- Pahur Location in Maharashtra, India
- Coordinates: 20°42′00″N 75°41′00″E﻿ / ﻿20.70000°N 75.68333°E
- Country: India
- State: Maharashtra
- District: Jalgaon

Population
- • Total: 40,000

Languages
- • Official: Marathi
- Time zone: UTC+5:30 (IST)
- Postal code: 424205

= Pahur, Maharashtra =

Pahur is a town on the banks of the river Waghur in Jalgaon district, Maharashtra, India. Its geographical coordinates are 20° 42' 0" North, 75° 41' 0" East.

The population was about 15,000 in 2010.

This town is divided in two parts - Pahur Peth and Pahur Kasabe. The other parts like Sai Nagar, Lele Nagar and Khwaja Nagar, Sant Ruplal Nagar are the newly developed hamlets.

==Agriculture==
The main source of income for the people in Pahur is farming. The main crops are banana, kapas (cotton), jawar, wheat (gehu) and chillies bajari, makka, soyabean. Pahur supplies these crops to vegetable markets in Madhya Pradesh, Surat, Kalyan, Navi Mumbai and Mumbai.

The Taluka of Pahur is Jamner, 15 km away. In Pahur every Sunday a big market is held called "Bazaar". 9 km from Pahur is a village called Wakod where every Saturday a market is held for selling bullocks.

==River==
The river name is Waghur. A long way back a tiger came to Pahur through the river from the Ajanta caves in the hills.
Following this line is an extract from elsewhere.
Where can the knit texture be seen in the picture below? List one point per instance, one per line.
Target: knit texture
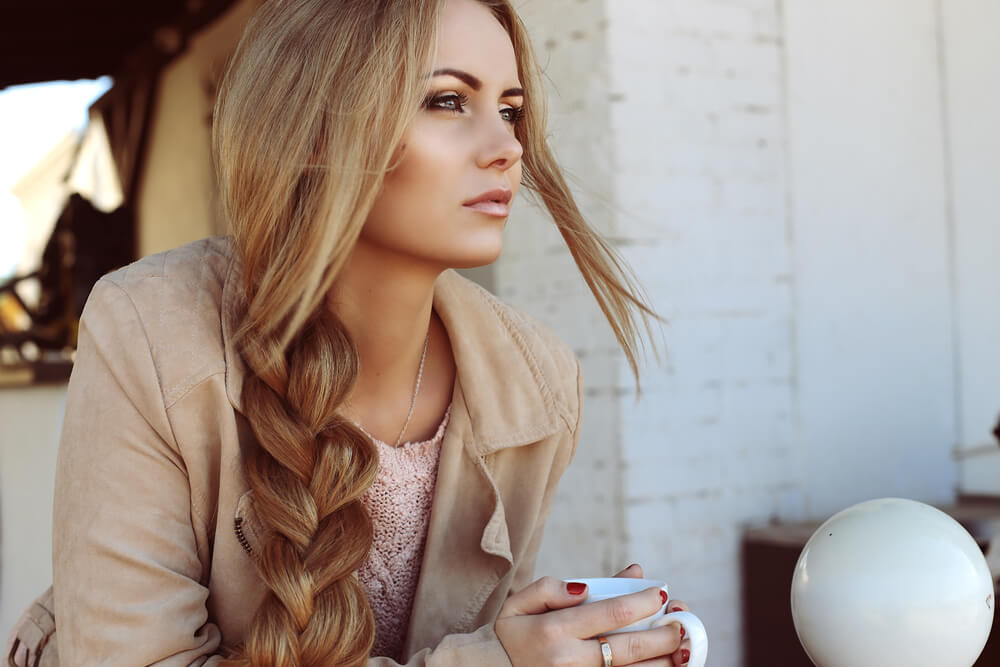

As in the Marathi language a tiger is called a Wagh so people named the river as Waghur.

==Sights==
- It has the temples of Vitthal Temple, Rama, Sangmeshwar Mahadev Mandir, Kewadeshwar Mandir in Peth side.& Temples on
- Santoshi mata Temple,(The biggest garbha concept is played here.) in Santoshi mata nagar, Pahur peth.
- The Ajanta Caves are located 20 kilometers away from Pahur.

==Transport==
The main railway stations used to reach at Pahur are Bhusaval(42 km), Jalgaon (38 km) and Pachora (38 km). All these stations are 40 km. from Pahur.